One of the more notorious properties of what has come to be called Neoplatonism is its tendency to see Platonism as a theological doctrine, itself in harmony with traditional Greek theological thought. As we have already seen, Syrianus attempts to systematize the theologizing of Platonism by his interpretation of the second part of Plato’s Parmenides. Luc Brisson, in a detailed and careful study shows how Syrianus, perhaps depending on Iamblichus, tries to connect Platonism with Pythagoreanism and through the latter ultimately with Orphism and the so-called Chaldean Oracles. Syrianus wrote a separate work on this topic, only fragments of which remain. What Brisson amply shows is that at least from the time of Iamblichus, theological discourse is inseparable from philosophical discourse for Platonists. It seems to me that Brisson also implicitly reveals that there is perhaps not so great a distance between the Stoic “demythologizing” of traditional gods as aspects of nature and the Platonic “remythologizing” of nature as the traditional pantheon.
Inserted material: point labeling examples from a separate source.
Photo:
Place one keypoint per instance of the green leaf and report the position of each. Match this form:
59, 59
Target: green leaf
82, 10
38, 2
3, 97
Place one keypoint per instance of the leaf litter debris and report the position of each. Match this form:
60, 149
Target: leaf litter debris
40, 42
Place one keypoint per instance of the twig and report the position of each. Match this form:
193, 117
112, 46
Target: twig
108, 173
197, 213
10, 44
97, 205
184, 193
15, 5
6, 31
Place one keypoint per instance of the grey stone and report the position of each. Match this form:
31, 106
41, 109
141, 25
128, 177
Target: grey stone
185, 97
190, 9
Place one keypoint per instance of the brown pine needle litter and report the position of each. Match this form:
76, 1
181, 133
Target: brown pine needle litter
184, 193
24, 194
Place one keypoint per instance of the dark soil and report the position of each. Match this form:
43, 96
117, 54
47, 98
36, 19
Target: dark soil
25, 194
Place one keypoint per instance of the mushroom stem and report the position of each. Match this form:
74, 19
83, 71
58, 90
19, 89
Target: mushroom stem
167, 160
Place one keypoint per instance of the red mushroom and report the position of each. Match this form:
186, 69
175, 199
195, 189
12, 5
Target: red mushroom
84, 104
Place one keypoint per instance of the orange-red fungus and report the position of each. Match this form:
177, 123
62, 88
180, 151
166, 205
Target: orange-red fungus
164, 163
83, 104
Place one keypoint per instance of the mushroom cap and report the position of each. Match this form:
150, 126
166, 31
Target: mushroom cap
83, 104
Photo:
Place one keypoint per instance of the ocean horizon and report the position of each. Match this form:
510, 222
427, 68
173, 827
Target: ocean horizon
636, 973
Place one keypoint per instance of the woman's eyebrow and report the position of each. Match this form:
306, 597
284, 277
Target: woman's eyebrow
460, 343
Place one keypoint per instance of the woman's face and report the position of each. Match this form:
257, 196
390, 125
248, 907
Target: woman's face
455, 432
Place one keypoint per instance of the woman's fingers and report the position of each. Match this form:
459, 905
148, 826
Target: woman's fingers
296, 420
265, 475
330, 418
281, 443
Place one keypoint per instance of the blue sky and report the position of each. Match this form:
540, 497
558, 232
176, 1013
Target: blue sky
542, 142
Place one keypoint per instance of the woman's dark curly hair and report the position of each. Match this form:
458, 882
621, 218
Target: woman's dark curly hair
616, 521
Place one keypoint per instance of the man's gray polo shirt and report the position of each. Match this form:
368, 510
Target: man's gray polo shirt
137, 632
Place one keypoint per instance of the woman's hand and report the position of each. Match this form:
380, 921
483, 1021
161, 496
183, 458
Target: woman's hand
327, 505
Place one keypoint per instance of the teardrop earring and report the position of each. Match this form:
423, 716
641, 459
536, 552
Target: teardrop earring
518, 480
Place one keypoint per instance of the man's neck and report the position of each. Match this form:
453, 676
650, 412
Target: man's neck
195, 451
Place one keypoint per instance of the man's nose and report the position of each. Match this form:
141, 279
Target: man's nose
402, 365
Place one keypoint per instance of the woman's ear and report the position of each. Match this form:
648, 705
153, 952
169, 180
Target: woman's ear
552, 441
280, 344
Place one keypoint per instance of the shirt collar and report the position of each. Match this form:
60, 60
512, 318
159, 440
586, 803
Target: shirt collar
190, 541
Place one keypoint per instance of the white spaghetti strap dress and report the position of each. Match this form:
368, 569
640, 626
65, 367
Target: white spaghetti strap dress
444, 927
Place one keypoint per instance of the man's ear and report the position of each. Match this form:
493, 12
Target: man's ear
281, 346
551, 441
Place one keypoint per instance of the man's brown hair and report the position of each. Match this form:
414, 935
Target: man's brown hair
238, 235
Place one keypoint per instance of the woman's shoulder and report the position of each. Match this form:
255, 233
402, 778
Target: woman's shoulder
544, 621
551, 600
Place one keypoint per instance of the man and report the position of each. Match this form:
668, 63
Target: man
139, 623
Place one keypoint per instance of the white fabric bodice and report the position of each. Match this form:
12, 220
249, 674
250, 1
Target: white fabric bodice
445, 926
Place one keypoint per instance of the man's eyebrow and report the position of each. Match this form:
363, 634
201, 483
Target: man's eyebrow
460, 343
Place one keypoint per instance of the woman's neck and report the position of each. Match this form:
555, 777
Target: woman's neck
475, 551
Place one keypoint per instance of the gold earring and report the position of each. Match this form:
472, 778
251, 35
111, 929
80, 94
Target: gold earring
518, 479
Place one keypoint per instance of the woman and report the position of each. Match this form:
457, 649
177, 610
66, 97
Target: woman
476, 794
In addition to the above, the following topics are treated in this volume: scientific demonstration in astronomy (Barnes and Cardullo); Aristotelian matter in relation to the receptacle of Timaeus and the unlimited in Philebus (Mueller-Jourdan); the world-soul (Wear); the sources of Syrianus’ exegesis of Plato’s Parmenides (d’Hoine); Syrianus’ understanding of the law of non-contradiction in relation to modern versions (Longo); the nature of scientific demonstration and knowledge (Ierodiakonou); Syrianus’ treatment of skepticism (Bonazzi); myth in philosophical writing (Manolea); the thought of Hermias, another pupil of Syrianus and early head of the Alexandrian school (Moreschini).

To sum up, this is a book from which both the specialist and the non-specialist have much to learn. Along with the two volume English translation of Syrianus’ commentary by Dillon and O’Meara, it will serve to open wide yet another door on the last phase of ancient Greek philosophy.

Notes

1. See Hermann S. Schibli, Hierocles of Alexandria (Oxford, 2002).